Quintus Aurelius Polus Terentianus was a Roman senator, who held a number of offices in the imperial service. He was suffect consul between the years 188 and 190. Anthony Birley notes, despite the lack of records on Terentianus' origins, "study of the distribution of QQ. Aurelii, and other elements in his nomenclature, suggest he too, like other men in key positions at the end of 192, may have been an African."

The cursus honorum of Terentianus is known only from a number of inscriptions. His earliest recorded activity comes from a pair of fragmentary dedications to various Roman gods he set up at Mainz. The one in the best condition, dedicated to Liber and Apollo, attests that he was legatus legionis or commander of Legio XXII Primigenia, then Legio II Augusta, as well as being one of the fetiales. Senators rarely commanded more than one legion in their career; in compiling a list of all men known to have commanded two or more, Birley identified only 33 men. This only happened in unusual cases, and Birley explains that Terentianus was sent from Mainz, where Legio XXII was stationed, to Roman Britain, where Legio II was stationed, due to unusual circumstances. Either he was to replace the legionary legatus Priscus, one of the commanders of the mutinous British legions; or Terentianus was sent to replace one of the equites appointed by the praetorian prefect Tigidius Perennis, who subsequently fell from power. "At all events, Terentianus ought to have taken up his command in 185 or 186."

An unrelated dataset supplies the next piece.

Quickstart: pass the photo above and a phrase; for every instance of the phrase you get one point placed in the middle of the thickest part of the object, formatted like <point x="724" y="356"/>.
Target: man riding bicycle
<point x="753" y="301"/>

Birley suggests Terentianus held one further praetorian post, which was followed by the consulship. He was appointed governor of the imperial province of Roman Dacia probably before the death of Commodus in the year 192; his appointment may have been engineered by the praetorian prefect Quintus Aemilius Laetus, as part of his coup against Commodus. He was governor no later than 195, when the brother of Septimius Severus was appointed to govern the province. Birley notes that, despite indications he was on good terms with Pertinax, Terentianus remained in favor with Septimius Severus, for he was proconsular governor of Asia in the later part of that emperor's reign.